Fergus's interest-free money-lending attracted some bizarre applicants. One, asking for £20, admitted it was to bribe the police to discontinue an action that his wife was taking against him, as the couple had agreed, when the heat of the moment had passed, to patch up the quarrel out of court. What was the dispute? ‘Oh, she refuse to do my washing, and when I made a row she pull my testicles and they have swell. Then I was angry and somehow her ear got in my mouth and I bit it.' The loan was refused. Even Abdulai had ‘finish with women'. His first wife had drunk and smoked wee (Indian hemp); the second had been too lazy to prepare meals, preferring to pass time gossiping with neighbours – sadly an only too familiar pattern.

We entertained the members of the tennis club with their wives and girlfriends – it was an exercise of the E.M. Forster ‘bridge party' sort, because almost all the females – Daniel's woman, who was a teacher, apart – were awed by the grandeur of the scene and contributed nothing, exchanging soft talk and giggles among themselves. When it became clear that our sojourn at Wa was really coming to an end, Francis made arrangements for a farewell party to be held at the Love All Canteen in the centre of the town. This was a more relaxed gathering, although again the women, who had worked hard to produce the feast, appeared only to serve dishes before melting into the background. There were many side dishes of aubergine, okra, grated coconut, pineapple, nuts and chillies, but the
pièce de résistance
was an enormous stew containing virtually all the fish and meats locally obtainable. There was muddy catfish from the Black Volta, giant land snail (very rubbery), chicken, mutton and goat, the hairy ear of which, protruding from a vast bowl, was offered to me as a special delicacy. I am sure it was rude, but I demurred, saying I thought it should go to my husband. Fish eyes, too, were held in high regard, and neither Adda nor Abdulai could understand why we let them have the heads of any fish they prepared for us.

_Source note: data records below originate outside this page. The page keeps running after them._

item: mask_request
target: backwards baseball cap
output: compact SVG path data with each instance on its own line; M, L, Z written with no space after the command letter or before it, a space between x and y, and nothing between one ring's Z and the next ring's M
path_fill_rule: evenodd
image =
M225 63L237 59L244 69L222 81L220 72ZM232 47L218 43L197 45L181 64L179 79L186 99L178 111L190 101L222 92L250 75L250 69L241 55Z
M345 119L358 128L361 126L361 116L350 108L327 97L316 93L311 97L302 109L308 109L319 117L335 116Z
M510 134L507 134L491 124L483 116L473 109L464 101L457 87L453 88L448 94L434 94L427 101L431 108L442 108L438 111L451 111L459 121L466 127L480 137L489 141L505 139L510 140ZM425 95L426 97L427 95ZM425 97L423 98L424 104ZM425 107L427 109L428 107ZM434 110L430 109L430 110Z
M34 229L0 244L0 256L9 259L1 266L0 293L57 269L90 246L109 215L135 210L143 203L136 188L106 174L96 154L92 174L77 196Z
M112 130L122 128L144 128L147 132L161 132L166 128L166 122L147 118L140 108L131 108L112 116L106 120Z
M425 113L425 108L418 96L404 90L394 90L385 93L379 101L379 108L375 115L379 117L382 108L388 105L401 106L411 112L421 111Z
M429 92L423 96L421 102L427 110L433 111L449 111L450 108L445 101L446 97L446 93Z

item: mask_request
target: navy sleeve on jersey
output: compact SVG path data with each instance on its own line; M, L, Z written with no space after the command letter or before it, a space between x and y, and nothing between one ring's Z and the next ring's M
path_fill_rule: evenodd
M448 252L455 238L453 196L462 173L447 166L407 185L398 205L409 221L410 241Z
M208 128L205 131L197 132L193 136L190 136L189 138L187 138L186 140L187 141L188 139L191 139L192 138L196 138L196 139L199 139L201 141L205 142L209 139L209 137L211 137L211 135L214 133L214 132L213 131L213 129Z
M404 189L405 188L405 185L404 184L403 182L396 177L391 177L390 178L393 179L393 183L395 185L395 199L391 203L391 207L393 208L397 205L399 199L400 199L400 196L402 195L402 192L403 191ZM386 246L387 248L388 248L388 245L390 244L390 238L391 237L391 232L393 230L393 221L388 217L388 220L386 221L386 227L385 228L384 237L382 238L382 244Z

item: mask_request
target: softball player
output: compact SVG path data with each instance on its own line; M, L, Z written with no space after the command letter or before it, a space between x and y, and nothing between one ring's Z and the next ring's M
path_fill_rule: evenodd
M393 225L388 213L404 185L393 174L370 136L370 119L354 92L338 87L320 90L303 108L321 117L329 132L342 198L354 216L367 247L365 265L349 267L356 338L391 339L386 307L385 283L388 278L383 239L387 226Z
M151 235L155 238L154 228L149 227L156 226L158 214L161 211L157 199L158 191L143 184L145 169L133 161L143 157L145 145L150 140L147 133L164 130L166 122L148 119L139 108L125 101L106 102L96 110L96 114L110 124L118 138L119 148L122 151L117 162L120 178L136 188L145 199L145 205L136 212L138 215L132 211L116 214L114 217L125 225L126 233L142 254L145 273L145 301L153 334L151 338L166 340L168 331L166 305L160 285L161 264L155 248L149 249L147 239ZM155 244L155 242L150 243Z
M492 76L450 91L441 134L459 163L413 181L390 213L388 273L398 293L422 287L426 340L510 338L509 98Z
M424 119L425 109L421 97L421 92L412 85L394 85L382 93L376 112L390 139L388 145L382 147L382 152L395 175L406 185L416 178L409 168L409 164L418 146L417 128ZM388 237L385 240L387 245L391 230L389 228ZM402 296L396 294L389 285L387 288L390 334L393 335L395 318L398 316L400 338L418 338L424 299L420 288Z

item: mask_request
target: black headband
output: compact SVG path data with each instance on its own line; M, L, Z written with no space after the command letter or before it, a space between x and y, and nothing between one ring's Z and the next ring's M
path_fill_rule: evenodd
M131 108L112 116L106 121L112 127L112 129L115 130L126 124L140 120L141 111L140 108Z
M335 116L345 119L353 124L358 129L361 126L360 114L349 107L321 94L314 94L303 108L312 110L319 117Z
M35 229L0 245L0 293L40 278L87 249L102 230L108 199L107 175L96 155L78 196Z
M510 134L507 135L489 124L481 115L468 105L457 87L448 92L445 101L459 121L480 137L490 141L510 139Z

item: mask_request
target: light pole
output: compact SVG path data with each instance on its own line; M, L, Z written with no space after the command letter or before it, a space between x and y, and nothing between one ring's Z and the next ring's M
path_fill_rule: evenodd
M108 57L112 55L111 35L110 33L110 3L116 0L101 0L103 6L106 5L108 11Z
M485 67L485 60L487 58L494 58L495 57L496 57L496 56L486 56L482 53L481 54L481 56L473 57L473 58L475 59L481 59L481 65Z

Late one afternoon the house was invaded by a swarm of something, to this day, unidentified – a cross between a lobster with big hairy pincers and a six-inch spider. Again with reluctance we used the spray to prevent them invading the bedrooms. It was about this time that I wrote to several European zoos, asking if they would be interested in the kob, whose horn buds were beginning to show and when fully grown would be an elegant two-foot lyre shape. Its skull was concrete hard, and it had the habit of thrusting its head up between my legs. As the day of our final departure approached I had a letter from Hanover Zoo, saying they would be glad to take it. A travelling case was made for the journey, but in the end, because it was suffering from travel stress, we left it at Damongo Game Reserve, where its chances of survival were better.

I returned to Ireland with the girls while Fergus was at Geneva attending conferences and debriefing sessions prior to starting his master's degree course at the Harvard School of Public Health and Hygiene. Shortly after our arrival, the children and I turned varying shades of yellow and were diagnosed as having hepatitis. My mother did not succumb, so it was assumed she must have had it as a child. None of us was violently ill, but as soon as Fergus told his classmates in Boston, I was the recipient of much long-distance advice from well-meaning neighbours in the International Student House, where we had been allocated a two-bedroom apartment on the Fenway opposite the Boston Museum of Fine Arts. A list of foods to be avoided at all costs began with coffee, eggs and alcohol, all of which I had been consuming regularly. I never did confess.